Ihm war schwindelig, als er die Treppe hinuntereilte. Er hatte Schmerzen, aber diese Schmerzen gehörten irgendwie nicht zu ihm. Er machte sich Sorgen wegen eines möglichen Schocks. Wahrscheinlich stand er sogar unter Schock. Was immer das bedeutete oder später bedeuten könnte. Im Augenblick war es gleichgültig. Er zwang sich weiterzugehen.

Er stieß nach einigen Metern im Tunnel auf den Eindringling.

Der Eindringling war an der kahlen weißen Wandung zusammengebrochen — wahrscheinlich zum letzten Mal, dachte Tom. Er war ohne Rüstung, waffenlos, nackt, verwundet. Tom spürte, wie seine eigenen Finger sich öffneten, hörte das Klappern seiner Waffe, als sie zu Boden fiel. Der Eindringling schaute nicht auf.

Tom streckte eine Hand aus, um sich abzustützen, aber die Wand war zu glatt. Er verlor das Gleichgewicht und setzte sich unsanft hin.
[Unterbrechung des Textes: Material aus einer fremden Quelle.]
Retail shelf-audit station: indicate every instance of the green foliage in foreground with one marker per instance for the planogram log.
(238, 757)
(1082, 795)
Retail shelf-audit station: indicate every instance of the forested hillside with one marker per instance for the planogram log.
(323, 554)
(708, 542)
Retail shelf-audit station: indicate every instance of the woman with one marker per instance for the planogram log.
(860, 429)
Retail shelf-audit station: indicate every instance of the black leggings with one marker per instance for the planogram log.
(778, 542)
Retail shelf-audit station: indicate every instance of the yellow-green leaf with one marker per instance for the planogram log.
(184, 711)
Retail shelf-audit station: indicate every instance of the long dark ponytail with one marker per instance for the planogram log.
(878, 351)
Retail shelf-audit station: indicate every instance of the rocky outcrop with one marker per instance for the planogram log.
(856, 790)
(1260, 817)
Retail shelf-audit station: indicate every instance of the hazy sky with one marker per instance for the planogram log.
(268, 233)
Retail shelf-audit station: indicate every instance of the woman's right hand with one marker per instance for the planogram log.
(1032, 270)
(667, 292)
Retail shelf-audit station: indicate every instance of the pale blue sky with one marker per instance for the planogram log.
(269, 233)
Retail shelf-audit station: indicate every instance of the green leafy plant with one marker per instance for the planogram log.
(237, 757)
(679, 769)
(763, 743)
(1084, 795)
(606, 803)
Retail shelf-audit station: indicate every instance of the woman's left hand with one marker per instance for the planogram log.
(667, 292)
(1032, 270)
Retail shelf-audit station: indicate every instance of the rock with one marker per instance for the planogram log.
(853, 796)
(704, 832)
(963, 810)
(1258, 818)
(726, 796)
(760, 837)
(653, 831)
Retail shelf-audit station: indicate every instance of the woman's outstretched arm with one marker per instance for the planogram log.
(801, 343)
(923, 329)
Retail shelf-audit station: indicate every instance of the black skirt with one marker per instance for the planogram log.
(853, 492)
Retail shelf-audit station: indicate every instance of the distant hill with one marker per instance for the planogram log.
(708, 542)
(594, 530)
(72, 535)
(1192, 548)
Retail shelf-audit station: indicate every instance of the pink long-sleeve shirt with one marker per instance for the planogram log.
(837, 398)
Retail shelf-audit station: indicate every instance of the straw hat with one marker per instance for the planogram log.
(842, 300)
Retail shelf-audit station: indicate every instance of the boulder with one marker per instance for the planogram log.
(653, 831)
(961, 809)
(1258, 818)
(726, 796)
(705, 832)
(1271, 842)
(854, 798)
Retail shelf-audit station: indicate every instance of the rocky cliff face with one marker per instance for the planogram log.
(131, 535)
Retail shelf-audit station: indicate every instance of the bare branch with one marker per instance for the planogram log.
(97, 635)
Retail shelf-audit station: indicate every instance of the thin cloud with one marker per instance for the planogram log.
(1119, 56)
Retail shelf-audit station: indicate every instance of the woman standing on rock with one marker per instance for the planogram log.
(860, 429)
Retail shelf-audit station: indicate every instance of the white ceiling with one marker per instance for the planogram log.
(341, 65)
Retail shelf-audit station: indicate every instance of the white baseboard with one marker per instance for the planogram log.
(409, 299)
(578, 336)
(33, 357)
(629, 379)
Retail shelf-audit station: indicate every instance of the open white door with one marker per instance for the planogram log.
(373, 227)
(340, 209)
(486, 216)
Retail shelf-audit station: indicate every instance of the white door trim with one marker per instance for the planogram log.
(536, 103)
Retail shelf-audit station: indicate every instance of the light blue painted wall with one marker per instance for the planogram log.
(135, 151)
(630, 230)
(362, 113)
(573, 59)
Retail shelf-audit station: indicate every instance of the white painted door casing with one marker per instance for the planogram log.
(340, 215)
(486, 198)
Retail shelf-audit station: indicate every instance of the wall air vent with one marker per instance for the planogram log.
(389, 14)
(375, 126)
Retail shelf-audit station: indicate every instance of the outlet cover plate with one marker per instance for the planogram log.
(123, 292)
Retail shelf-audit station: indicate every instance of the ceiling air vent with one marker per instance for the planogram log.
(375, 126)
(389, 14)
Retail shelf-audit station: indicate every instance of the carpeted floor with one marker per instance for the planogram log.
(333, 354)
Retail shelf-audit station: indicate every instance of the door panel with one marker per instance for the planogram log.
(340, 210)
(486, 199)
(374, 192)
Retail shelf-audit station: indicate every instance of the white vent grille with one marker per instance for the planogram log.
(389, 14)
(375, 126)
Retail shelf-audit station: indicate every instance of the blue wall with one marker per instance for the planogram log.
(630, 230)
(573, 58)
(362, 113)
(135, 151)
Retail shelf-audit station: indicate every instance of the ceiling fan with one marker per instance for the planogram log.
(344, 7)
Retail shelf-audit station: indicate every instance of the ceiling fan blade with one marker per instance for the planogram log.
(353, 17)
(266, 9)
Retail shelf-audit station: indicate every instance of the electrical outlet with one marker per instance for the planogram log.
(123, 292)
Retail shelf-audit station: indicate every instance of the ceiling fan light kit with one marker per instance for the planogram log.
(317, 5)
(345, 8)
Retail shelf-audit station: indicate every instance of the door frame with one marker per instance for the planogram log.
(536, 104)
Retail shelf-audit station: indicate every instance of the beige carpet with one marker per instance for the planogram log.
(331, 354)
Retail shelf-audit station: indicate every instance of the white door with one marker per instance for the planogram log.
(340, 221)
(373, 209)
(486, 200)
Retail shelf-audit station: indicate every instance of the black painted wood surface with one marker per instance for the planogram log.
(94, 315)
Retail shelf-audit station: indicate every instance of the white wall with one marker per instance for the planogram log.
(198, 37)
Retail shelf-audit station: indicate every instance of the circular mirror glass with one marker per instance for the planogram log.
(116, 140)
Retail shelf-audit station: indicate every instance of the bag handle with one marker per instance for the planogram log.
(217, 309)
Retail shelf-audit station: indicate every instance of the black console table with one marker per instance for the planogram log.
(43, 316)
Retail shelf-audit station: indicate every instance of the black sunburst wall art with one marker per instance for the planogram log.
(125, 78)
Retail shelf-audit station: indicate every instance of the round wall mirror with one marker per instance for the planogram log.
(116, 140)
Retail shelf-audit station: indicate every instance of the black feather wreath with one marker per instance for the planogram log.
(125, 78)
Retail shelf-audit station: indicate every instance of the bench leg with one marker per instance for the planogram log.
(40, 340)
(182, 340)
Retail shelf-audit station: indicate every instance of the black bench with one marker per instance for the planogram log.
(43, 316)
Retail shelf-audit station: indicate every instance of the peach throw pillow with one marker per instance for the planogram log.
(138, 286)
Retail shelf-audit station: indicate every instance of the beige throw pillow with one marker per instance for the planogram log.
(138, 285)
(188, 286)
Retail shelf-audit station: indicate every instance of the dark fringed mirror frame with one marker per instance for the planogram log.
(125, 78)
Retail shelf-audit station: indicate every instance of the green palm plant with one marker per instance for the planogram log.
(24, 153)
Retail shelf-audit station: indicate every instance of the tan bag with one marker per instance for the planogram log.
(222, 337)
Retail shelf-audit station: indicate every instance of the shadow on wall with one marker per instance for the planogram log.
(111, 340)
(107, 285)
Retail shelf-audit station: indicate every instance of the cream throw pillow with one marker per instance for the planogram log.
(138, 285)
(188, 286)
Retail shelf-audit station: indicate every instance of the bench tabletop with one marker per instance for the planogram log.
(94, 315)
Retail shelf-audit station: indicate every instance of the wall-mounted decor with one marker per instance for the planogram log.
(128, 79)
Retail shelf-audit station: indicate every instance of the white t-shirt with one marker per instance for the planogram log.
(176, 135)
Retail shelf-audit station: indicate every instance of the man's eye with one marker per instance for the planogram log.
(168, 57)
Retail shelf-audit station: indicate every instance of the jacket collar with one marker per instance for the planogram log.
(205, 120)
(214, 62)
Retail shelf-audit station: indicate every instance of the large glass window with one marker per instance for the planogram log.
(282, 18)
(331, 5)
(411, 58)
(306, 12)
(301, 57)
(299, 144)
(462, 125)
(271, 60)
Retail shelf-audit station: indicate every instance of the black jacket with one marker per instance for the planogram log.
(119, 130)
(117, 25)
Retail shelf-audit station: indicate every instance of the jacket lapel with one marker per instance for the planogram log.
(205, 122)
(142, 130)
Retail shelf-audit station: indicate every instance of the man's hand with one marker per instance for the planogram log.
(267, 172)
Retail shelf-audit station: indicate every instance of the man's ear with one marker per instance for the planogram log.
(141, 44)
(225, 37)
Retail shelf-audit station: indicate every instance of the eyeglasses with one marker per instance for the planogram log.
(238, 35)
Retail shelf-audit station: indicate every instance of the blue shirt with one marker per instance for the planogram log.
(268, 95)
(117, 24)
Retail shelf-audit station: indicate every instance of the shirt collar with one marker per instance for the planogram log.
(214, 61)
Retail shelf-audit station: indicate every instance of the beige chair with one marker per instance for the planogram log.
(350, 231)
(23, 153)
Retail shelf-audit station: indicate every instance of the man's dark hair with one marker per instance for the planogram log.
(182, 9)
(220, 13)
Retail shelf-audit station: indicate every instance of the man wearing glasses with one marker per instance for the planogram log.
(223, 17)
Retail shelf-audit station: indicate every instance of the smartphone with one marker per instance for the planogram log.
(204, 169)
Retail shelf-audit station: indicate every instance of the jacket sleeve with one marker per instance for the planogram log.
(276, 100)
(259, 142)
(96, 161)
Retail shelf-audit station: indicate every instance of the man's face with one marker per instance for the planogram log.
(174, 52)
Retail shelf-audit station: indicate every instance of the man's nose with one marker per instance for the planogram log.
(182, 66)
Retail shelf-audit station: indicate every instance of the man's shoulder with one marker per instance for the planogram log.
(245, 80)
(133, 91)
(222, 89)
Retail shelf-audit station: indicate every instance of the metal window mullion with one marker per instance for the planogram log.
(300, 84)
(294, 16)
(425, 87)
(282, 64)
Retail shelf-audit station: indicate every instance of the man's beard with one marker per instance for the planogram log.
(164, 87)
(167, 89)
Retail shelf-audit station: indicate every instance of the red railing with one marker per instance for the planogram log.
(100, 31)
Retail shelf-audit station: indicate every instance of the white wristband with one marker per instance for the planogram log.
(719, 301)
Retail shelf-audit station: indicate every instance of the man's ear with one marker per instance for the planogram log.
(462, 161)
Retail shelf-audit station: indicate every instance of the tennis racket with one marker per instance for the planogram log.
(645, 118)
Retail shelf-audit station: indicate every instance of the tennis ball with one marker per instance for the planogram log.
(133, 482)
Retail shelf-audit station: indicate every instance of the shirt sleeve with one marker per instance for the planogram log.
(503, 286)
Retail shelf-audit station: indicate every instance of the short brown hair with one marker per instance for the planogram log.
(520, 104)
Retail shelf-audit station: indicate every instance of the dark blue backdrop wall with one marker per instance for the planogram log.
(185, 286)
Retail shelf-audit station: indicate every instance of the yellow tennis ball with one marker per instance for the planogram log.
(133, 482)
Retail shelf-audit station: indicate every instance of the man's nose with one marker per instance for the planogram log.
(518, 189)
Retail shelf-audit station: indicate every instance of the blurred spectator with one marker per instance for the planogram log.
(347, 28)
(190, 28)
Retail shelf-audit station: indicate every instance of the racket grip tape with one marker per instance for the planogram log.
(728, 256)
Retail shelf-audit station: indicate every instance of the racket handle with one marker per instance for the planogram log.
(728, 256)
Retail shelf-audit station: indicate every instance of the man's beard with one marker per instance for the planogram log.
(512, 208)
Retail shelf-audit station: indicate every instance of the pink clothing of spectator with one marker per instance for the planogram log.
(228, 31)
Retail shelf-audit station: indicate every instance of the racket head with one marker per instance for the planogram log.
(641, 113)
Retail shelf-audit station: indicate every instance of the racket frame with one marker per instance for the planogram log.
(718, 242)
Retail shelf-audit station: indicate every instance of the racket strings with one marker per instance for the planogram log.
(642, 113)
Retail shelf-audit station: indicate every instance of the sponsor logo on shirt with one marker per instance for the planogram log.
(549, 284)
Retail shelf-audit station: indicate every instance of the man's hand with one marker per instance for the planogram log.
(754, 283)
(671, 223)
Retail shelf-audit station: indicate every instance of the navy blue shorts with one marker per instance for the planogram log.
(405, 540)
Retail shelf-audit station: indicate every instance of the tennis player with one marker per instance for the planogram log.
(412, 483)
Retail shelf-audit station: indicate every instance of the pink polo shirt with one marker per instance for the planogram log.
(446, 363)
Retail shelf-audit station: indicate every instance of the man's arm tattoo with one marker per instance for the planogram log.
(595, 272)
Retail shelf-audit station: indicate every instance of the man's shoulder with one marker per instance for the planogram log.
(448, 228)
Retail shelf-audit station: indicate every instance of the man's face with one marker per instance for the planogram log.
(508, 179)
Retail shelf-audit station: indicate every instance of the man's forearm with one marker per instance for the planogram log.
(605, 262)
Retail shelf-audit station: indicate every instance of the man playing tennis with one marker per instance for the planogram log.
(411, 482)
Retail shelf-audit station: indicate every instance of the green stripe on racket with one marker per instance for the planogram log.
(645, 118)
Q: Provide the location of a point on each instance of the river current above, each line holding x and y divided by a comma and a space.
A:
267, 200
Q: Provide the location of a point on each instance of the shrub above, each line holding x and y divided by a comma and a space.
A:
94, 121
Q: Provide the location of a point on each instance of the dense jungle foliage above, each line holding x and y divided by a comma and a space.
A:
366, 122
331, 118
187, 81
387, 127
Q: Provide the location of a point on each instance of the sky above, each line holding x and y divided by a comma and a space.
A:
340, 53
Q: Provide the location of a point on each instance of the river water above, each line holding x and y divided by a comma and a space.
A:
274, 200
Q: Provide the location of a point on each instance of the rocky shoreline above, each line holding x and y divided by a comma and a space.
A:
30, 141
Jetzt sitzen wir beide hier unten, dachte Tom.

Er befand sich am Rand der Bewusstlosigkeit. Die Schmerzen waren sehr schlimm. Er schenkte seiner linken Seite einen weiteren kurzen Blick. Seine Benommenheit verlieh ihm ein wenig Objektivität. Versengtes Fleisch, dachte er. Er hatte seinen Körper noch nie zuvor als »Fleisch« betrachtet. Gegrillte Rippchen. Es reizte ihn zum Lachen, aber er hatte Angst vor dem Lärm, den sein Gelächter in diesem leeren Tunnel erzeugen konnte.